I need to create a form in CakePHP to allow users enter data(numbers) into the cells shown on the table below. The input screen needs look like the table shown below. The users should be able to select any cell they want to enter/update the value, then type in the value, click submit and submit the value/s. Each "Metric section (e.g. Metric A, Metric B..)" will have a submit button so the users can edit/update each section on the table.
___________________________ ____________________
|___ ___|___2006_______|__2007____|___2008___|
|_METRIC A__|______________|__________|__________|
| item A1 | 1 | 5 | 7 |
| item A2 | 15 | 18 | 21 |
| item A3 | 3 | 6 | 11 |
| item A4 | 1 | 1 | 3 |
|___________|______________|__________|__________|
|_METRIC B__|______________|__________|__________|
| item B1 | 12 | 18 | 31 |
| item B2 | 1 | 4 | 6 |
| item B3 | 0 | 0 | 2 |
--------------------------------------------------
As you can see each metric section is a two dimensional table. So I would like to capture the input data in a 2D array. Currently I have successfully created the display for the data (which was much easier). I simply created an array of metrics, which is an array of 2D arrays. Then I passed that array of 2D arrays to the view file to display the table.
I am kind of lost on how to get the user input for this table. Anyone had any similar experiences? Any suggestion will be greatly helpful to me.
You might want to start be researching some Javascript grid solutions with editing capabilities. Ext's Grid comes to mind, but there will most definitely be alternatives for your JavaScript framework of choice (eg. jQuery). This will handle all of the onclick goodness on the client side leaving you to implement an AJAX action that the form can submit data at. There it is up to you to determine which models you update with each part of the data.
In case this becomes useful to anyone else, I'm posting my solution here..
I managed to tackle this one by using 'Parallel two dimensional arrays'.
It's a simply trick. You create the 2D array for the display of data. So you have an array for each row in the table. For example if the columns are 'Year 2006', 'Year 2007' & 'Year 2008' like in my question above. You will create a row of data with a value for each year.

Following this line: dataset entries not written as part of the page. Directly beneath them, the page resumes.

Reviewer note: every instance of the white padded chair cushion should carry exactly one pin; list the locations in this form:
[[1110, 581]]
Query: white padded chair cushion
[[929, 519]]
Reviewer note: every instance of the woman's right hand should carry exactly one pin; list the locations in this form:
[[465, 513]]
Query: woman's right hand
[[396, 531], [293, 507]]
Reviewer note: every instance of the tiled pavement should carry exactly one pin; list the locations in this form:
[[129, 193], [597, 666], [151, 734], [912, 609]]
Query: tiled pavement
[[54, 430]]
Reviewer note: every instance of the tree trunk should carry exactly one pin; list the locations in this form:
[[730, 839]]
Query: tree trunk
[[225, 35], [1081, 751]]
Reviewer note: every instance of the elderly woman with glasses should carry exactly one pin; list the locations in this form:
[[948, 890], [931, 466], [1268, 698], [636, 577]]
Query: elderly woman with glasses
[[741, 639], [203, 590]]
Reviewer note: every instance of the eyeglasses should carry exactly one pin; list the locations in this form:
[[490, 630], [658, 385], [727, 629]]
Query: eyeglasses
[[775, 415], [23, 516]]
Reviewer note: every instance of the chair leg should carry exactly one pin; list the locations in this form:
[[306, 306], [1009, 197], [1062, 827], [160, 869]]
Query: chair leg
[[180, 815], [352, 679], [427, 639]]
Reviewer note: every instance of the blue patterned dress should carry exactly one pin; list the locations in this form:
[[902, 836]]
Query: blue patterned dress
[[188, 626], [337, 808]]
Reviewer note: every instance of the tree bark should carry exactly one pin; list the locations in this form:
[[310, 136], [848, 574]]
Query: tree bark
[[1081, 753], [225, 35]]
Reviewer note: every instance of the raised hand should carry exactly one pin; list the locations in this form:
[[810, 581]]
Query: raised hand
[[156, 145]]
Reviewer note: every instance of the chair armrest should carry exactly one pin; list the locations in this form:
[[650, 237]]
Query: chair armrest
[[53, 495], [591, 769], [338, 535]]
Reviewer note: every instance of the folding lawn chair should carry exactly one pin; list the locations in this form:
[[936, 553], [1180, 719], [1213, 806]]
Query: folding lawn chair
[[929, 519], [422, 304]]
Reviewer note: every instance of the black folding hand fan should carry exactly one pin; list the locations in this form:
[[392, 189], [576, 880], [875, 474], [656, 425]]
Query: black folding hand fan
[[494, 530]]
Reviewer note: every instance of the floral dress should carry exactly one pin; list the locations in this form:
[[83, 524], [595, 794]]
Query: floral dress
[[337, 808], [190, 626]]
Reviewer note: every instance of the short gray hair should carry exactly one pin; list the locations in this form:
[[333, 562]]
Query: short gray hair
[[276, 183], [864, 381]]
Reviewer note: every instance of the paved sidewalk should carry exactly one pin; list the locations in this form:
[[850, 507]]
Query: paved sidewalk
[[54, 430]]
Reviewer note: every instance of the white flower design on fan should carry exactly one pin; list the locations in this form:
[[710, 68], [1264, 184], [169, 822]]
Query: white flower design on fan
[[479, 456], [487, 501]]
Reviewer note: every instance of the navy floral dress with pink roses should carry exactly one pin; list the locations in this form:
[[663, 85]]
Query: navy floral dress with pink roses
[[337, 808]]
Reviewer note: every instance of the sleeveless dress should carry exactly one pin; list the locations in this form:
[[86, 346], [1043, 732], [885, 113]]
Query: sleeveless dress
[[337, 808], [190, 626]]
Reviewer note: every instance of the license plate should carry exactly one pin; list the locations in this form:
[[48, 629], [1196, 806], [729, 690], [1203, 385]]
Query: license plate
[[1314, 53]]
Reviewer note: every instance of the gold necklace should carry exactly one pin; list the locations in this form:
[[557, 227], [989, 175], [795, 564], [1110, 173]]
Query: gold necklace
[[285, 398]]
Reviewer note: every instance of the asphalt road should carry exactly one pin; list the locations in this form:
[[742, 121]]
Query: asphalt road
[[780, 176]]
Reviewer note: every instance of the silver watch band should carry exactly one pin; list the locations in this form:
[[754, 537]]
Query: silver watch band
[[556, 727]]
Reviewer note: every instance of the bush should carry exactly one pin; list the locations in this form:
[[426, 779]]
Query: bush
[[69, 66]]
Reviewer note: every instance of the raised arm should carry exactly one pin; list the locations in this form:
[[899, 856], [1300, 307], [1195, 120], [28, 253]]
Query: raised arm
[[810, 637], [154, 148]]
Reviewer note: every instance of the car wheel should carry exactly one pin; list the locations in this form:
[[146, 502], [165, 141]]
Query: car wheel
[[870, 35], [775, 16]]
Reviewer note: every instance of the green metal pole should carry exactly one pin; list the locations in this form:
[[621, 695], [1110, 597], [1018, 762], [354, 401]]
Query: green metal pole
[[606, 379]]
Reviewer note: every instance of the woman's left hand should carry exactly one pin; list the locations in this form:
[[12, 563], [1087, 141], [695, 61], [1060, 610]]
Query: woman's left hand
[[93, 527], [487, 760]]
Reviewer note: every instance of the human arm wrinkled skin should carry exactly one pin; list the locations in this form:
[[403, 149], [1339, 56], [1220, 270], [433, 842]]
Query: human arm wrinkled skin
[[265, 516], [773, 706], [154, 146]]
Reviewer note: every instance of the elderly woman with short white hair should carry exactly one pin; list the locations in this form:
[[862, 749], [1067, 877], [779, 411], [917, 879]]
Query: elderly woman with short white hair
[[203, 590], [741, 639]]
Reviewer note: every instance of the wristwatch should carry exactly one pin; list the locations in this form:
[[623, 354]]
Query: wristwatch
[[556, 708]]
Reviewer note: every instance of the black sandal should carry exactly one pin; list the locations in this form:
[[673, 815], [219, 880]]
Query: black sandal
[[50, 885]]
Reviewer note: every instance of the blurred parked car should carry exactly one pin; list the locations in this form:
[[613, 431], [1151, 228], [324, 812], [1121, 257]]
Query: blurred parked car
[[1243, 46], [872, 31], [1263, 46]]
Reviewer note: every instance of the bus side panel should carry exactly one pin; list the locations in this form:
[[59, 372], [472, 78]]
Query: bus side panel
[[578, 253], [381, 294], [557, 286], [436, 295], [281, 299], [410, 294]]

$data_for_row_array = array('10', '15', '35');
Like this you create a data array for each row in your table and you will get an array of rows:
$rows_array = array(data_for_row_1_array, data_for_row_2_array, ..) etc
This will do for the display array.. Now if you want to capture users input for each of those cells in the table all you need to do is create a similar second 2D array with the ids of each data cell taken from the database.. if an id does not exist yet, just leave it blank. And when the user enters data and submits it, just loop through the two 2D arrays and use the ID from one array and the data from the other array to match with it. because in both arrays the matching ID and it's data value will be at the same position. So if you find and ID in the "ids array" and a data value in the same position in the "data array", you just use it to update the database table. This is the concept of 'parallel two dimensional arrays'.
And if you find and empty id value in the IDs array yet some data value at the same position in the data array that means the user has entered a completely new value so you save it as a new data cell in the database.
Hope this gives you some idea.. if it isn't clear just let me know and i will explain it in more detail.